APT Analysis MCP Server

Assists in APT malware analysis by securely downloading samples via jump servers.

othermalware-analysisaptsshyara
README.md

APT Analysis MCP Server

An MCP (Model Context Protocol) server designed to assist in APT (Advanced Persistent Threat) malware analysis. Currently provides tools for securely downloading samples via a jump server.

Features

  • Sample Downloader: Securely download malware samples from a remote server via a jump host using SSH/SCP.
  • Rule Hash Query: Query sample hashes associated with YARA rules by rule name and namespace.
  • Integrated Workflow: Download samples directly by YARA rule name.

Installation

  1. Clone the repository:

    git clone https://github.com/zrax-x/apt-analysis-mcp.git
cd apt-analysis-mcp

  2. Install dependencies: It is recommended to use a virtual environment.

    python -m venv .venv
.venv\Scripts\activate  # Windows
# source .venv/bin/activate # Linux/Mac
pip install -r requirements.txt

Configuration

  1. Copy the example configuration:

    copy config.example.json config.json

  2. Edit config.json: Fill in your SSH details for the jumper and target servers, specify the local download directory, and configure the Rule Hash Mapping file path.

    {
  "jumper": {
    "user": "your_jumper_user",
    "host": "jump_server_ip",
    "port": 22,
    "key": "~/.ssh/id_rsa_jumper"
  },
  "target": {
    "user": "your_target_user",
    "host": "target_server_ip",
    "port": 22,
    "workdir": "/path/to/target/workdir",
    "key": "~/.ssh/id_rsa_target"
  },
  "local_download_dir": "/path/to/local/samples",
  "rule_hash_mapping_file": "/path/to/Rule_Hash_Mapping.csv"
}

    Configuration Fields:

    • jumper: Jump server (bastion host) SSH configuration
    • target: Target server SSH configuration where samples are stored
    • local_download_dir: Local directory to save downloaded samples
    • rule_hash_mapping_file: Path to the Rule_Hash_Mapping.csv file (absolute path recommended)

  3. Generate Rule Hash Mapping: The server requires a Rule_Hash_Mapping.csv file. Generate it by running:

    cd /path/to/yara_rules_parent_directory
python3 build_rule_hash_mapping.py

    This will scan all YARA rules and create the mapping table. Then update the rule_hash_mapping_file path in config.json to point to this file.

Usage with Claude Desktop

Add the server to your claude_desktop_config.json (typically in %APPDATA%\Claude\ on Windows).

{
  "mcpServers": {
    "apt-analysis": {
      "command": "path/to/your/venv/Scripts/python.exe",
      "args": [
        "path/to/apt-analysis-mcp/server.py"
      ]
    }
  }
}

Available Tools

1. download_samples

Download malware samples by SHA256 hash.

Parameters:

  • hash_list (list[str]): List of SHA256 hashes to download
  • output_dir (str, optional): Local directory to save samples to (defaults to local_download_dir in config)

Example:

Download samples with hashes: ["3123bbd5564f4381820fb8da5810bd4d9718b5c80a7e8f055961007c6f30daff", "..."]

Returns:

"Successfully downloaded samples to /path/to/samples"

2. get_rule_sha256_list

Get SHA256 hash list for a YARA rule (ready for downloading samples).

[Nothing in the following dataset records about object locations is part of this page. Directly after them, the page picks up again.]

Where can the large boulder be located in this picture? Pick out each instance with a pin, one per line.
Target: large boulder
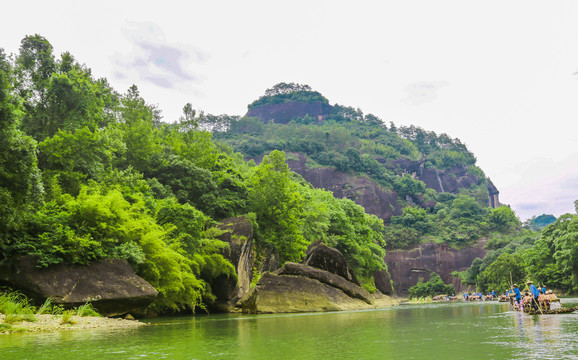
(383, 282)
(329, 259)
(289, 293)
(407, 267)
(111, 285)
(325, 277)
(238, 232)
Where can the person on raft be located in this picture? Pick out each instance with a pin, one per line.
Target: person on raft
(535, 295)
(553, 301)
(518, 298)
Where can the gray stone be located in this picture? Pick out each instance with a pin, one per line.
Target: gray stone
(111, 285)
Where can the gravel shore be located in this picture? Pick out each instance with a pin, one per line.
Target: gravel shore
(53, 323)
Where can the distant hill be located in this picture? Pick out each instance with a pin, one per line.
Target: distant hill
(391, 171)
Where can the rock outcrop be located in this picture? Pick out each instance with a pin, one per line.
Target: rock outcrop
(303, 288)
(326, 258)
(111, 285)
(407, 267)
(239, 234)
(365, 192)
(285, 112)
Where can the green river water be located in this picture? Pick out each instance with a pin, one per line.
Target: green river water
(481, 330)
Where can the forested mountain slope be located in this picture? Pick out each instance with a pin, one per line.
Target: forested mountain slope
(88, 173)
(424, 185)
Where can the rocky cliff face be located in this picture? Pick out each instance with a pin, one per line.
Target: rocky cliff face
(365, 192)
(111, 285)
(407, 267)
(285, 112)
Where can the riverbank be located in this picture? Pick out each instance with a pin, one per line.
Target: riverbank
(45, 323)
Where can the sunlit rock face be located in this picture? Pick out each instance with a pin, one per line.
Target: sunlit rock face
(111, 285)
(365, 192)
(407, 267)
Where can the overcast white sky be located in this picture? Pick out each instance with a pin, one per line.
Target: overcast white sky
(502, 76)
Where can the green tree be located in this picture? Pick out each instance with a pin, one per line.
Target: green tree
(503, 219)
(502, 273)
(20, 183)
(274, 198)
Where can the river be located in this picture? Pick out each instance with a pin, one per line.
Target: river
(480, 330)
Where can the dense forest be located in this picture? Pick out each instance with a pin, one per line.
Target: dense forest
(88, 173)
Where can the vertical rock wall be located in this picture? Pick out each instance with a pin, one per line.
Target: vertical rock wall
(407, 267)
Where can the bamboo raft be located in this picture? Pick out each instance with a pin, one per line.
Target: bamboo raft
(553, 312)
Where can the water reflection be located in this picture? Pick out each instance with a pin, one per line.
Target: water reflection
(541, 336)
(458, 330)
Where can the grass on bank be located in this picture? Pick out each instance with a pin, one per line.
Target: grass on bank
(17, 308)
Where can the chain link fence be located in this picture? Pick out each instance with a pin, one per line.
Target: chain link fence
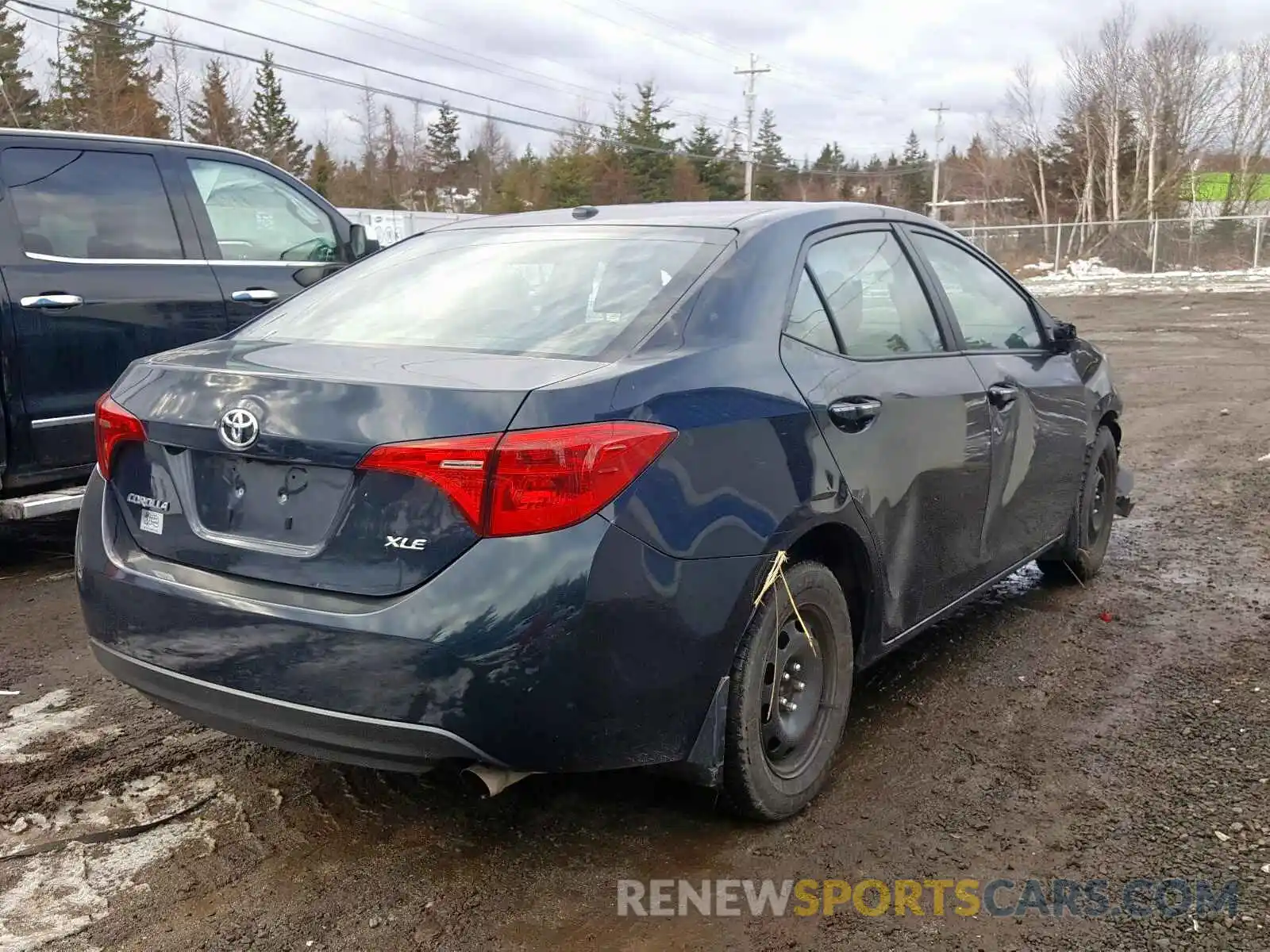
(1235, 243)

This tool queries the Rule_Hash_Mapping.csv file (configured in config.json) to retrieve SHA256 hashes associated with a specific YARA rule. The returned hashes can be directly used with the download_samples tool.

Parameters:

  • rule (str, required): YARA rule name (e.g., "APT_xxx")
  • namespace (str, optional): YARA file path for exact matching (e.g., "./yara_rules/xxx/pe_rules/abc.yara")
    • If not provided, returns all rules matching the rule name
    • If provided, returns only the exact match

Example Usage:

Get SHA256 list for rule: APT_xxx

Returns:

{
  "success": true,
  "sha256_hashes": [
    "3123bbd5564f4381820fb8da5810bd4d9718b5c80a7e8f055961007c6f30daff",
    "123408972b8ec9c2e64eeb46ce1db92ae3c40bc8de48d278ba4d436fc3c8b3a4",
    "ffaab4463be9d8131f363fd78e21d9de5d838a3ec4044526aea45a473d6ddd61",
    "..."
  ],
  "count": 9,
  "error": null
}

Error Response:

{
  "success": false,
  "sha256_hashes": [],
  "count": 0,
  "error": "No SHA256 hashes found for rule: nonexistent_rule"
}

Notes:

  • The tool reads from the rule_hash_mapping_file configured in config.json
  • Returns only SHA256 hashes (MD5 hashes are not included as downloads require SHA256)
  • Automatically deduplicates hashes if a rule appears in multiple files
  • If the mapping file is not found or not configured, returns an error

Workflow Examples

Example 1: Query and Download Samples

Step 1: Get SHA256 list for rule: APT_IN_xxx
Step 2: Download samples with the returned SHA256 hashes

Example 2: Download Specific Rule Samples

1. Get SHA256 list for rule: M_Hunting_yyy
2. Copy the SHA25

Tools 2

download_samplesDownload malware samples by SHA256 hash.
get_rule_sha256_listGet SHA256 hash list for a YARA rule.

Try it

Get the SHA256 hash list for the YARA rule APT_IN_xxx.
Download the malware samples associated with the hashes I just retrieved.
Find all SHA256 hashes for the rule APT_xxx in the specific namespace ./yara_rules/xxx/pe_rules/abc.yara.
Download the samples for rule M_Hunting_yyy to my local samples directory.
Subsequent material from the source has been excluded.